Varon’s work has a distinctive charm. Her stories, as New Shoes amply demonstrates, tend to be about not only moving the plot forward but also taking an interest in the world, imparting information about geography, culture, or beloved pastimes. They represent the work and the pleasure of learning. At the same time, Varon uses animals and other “nonhuman” characters to convey feelings of friendship, love, and loss (most piercingly, I think, in her breakthrough book Robot Dreams). Along the way, she scatters moments of droll, deadpan humor:
Varon's telltale graphic style is very readable. Her character designs are distinct and unmistakable; every character looks different from every other one (and I can see some influences she has cited, including Jay Ward and William Steig).
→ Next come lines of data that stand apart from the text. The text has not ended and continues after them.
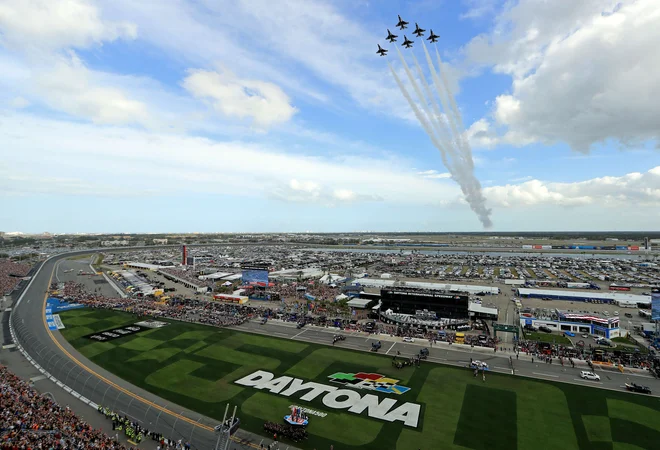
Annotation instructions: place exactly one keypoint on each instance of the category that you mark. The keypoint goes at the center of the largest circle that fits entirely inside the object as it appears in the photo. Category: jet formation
(407, 43)
(444, 126)
(419, 32)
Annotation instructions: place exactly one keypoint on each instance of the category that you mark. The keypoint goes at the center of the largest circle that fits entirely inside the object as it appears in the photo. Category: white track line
(546, 375)
(293, 337)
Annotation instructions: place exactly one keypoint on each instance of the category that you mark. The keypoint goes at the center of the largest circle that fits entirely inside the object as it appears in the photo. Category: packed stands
(29, 420)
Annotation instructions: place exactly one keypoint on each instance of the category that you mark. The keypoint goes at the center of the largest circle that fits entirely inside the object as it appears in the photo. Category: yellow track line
(116, 386)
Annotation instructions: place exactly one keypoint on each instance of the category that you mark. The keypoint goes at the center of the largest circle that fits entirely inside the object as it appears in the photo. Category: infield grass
(196, 366)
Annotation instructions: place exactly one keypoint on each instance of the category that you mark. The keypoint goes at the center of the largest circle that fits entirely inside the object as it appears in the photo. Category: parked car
(586, 375)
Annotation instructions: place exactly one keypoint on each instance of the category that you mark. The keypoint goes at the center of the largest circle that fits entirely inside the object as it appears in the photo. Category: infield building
(404, 300)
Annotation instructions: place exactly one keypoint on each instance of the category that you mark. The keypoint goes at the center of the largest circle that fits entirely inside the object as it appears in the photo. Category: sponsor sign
(58, 322)
(370, 381)
(386, 409)
(56, 305)
(655, 306)
(152, 324)
(116, 333)
(310, 412)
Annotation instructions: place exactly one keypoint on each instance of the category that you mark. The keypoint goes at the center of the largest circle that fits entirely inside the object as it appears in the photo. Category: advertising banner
(116, 333)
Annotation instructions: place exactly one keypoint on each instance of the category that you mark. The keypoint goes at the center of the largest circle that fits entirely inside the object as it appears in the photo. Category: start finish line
(335, 398)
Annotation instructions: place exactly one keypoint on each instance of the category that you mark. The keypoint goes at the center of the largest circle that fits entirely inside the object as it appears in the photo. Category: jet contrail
(440, 125)
(421, 118)
(443, 93)
(456, 153)
(457, 113)
(415, 86)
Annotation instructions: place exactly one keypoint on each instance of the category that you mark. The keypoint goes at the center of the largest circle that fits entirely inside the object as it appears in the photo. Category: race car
(632, 387)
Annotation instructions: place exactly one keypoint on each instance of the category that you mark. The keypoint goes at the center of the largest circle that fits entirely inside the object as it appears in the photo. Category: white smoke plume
(455, 150)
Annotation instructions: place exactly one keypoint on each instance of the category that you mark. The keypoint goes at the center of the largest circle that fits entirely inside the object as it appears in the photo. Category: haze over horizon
(220, 116)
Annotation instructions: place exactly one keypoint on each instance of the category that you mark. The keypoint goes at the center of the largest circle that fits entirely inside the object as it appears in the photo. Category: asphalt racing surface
(456, 355)
(51, 351)
(92, 382)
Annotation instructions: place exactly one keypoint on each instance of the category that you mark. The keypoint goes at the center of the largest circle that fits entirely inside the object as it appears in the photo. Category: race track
(49, 350)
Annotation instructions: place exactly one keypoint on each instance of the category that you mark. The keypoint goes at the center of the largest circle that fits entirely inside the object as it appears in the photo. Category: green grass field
(196, 366)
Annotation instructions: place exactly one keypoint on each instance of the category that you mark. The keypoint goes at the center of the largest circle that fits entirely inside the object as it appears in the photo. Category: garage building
(616, 298)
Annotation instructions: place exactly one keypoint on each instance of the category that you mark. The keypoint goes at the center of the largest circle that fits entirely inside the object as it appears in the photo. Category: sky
(259, 116)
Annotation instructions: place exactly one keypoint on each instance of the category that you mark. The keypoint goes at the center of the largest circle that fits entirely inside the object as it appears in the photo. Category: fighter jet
(391, 37)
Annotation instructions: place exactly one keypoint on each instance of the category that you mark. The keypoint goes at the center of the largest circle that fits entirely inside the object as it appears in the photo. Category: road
(53, 353)
(90, 381)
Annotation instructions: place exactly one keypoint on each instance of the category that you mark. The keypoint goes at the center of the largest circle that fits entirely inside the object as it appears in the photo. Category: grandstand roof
(481, 309)
(137, 265)
(214, 276)
(359, 303)
(233, 277)
(473, 289)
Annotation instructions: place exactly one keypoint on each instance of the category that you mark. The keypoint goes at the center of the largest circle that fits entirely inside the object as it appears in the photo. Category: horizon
(223, 117)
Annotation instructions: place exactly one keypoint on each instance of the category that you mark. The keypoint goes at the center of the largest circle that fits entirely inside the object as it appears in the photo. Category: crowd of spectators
(290, 291)
(190, 310)
(187, 275)
(29, 420)
(10, 275)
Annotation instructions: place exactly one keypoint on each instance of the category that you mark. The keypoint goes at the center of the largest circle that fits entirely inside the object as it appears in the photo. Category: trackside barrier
(94, 391)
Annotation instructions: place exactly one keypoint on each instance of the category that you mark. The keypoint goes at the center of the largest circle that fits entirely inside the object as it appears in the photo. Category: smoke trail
(415, 86)
(464, 144)
(421, 118)
(440, 125)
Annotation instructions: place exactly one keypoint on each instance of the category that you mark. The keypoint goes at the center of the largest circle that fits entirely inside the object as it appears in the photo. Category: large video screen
(655, 306)
(255, 276)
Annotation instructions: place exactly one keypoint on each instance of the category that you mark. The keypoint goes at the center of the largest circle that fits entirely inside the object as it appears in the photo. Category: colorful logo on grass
(370, 381)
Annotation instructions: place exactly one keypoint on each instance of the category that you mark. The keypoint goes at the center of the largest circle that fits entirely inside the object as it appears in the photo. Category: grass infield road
(195, 366)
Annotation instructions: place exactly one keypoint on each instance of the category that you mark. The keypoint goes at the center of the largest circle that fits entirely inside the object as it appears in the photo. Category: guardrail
(94, 389)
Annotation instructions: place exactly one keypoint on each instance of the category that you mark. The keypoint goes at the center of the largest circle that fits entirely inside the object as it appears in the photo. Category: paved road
(62, 361)
(456, 355)
(52, 352)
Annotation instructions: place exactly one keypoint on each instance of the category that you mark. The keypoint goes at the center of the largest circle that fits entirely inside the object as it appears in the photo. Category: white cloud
(133, 158)
(633, 189)
(583, 72)
(55, 24)
(478, 9)
(19, 103)
(70, 87)
(261, 101)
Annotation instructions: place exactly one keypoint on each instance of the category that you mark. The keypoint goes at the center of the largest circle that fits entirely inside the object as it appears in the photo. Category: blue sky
(255, 116)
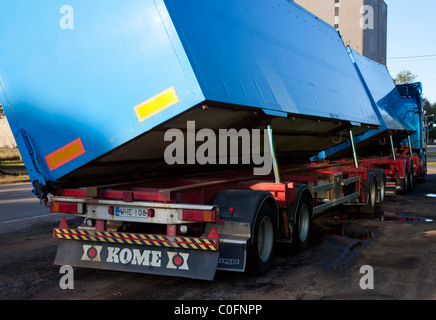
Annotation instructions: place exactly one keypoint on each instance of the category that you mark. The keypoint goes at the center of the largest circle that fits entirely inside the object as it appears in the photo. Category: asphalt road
(19, 208)
(401, 253)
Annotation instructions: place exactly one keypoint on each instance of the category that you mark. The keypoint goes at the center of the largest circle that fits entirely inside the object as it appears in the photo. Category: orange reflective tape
(156, 104)
(65, 154)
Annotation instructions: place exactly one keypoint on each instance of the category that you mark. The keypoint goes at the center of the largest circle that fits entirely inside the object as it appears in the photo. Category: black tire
(260, 253)
(369, 208)
(410, 180)
(303, 225)
(382, 191)
(405, 187)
The figures are clean and shadowless, yet outlined by robust brush-inking. Her bright, unshaded pages boast discrete forms and solid, eye-popping colors, yet also a complex mixing of hues (as in the varied shades of green that make up New Shoes’s rainforest).
Inked on Bristol board but then colored in Photoshop (as is Varon's SOP), New Shoes happily blends old-school and digital methods, combining springy linework with subtle coloring. Layout-wise, Varon alternates between framed and unframed images, favoring big, open spreads and full bleeds. Often, single images take up a page or spread; alternately, Varon may go for a page of two or three (or, very rarely, four) panels. Clarity and momentum are all, and New Shoes fairly carries the reader along.
Sara Varon has become one of First Second’s signature authors. I had the privilege of interviewing her, back in 2009, at the International Comic Arts Forum in Chicago, and it has been a pleasure to see more and more of her work—work that explores friendship and community for the benefit of young and old readers alike. New Shoes charmed me right off, but keeps growing in my estimation as I think about it—another delightful, subtle, low-key triumph.
First Second provided a review copy of this book.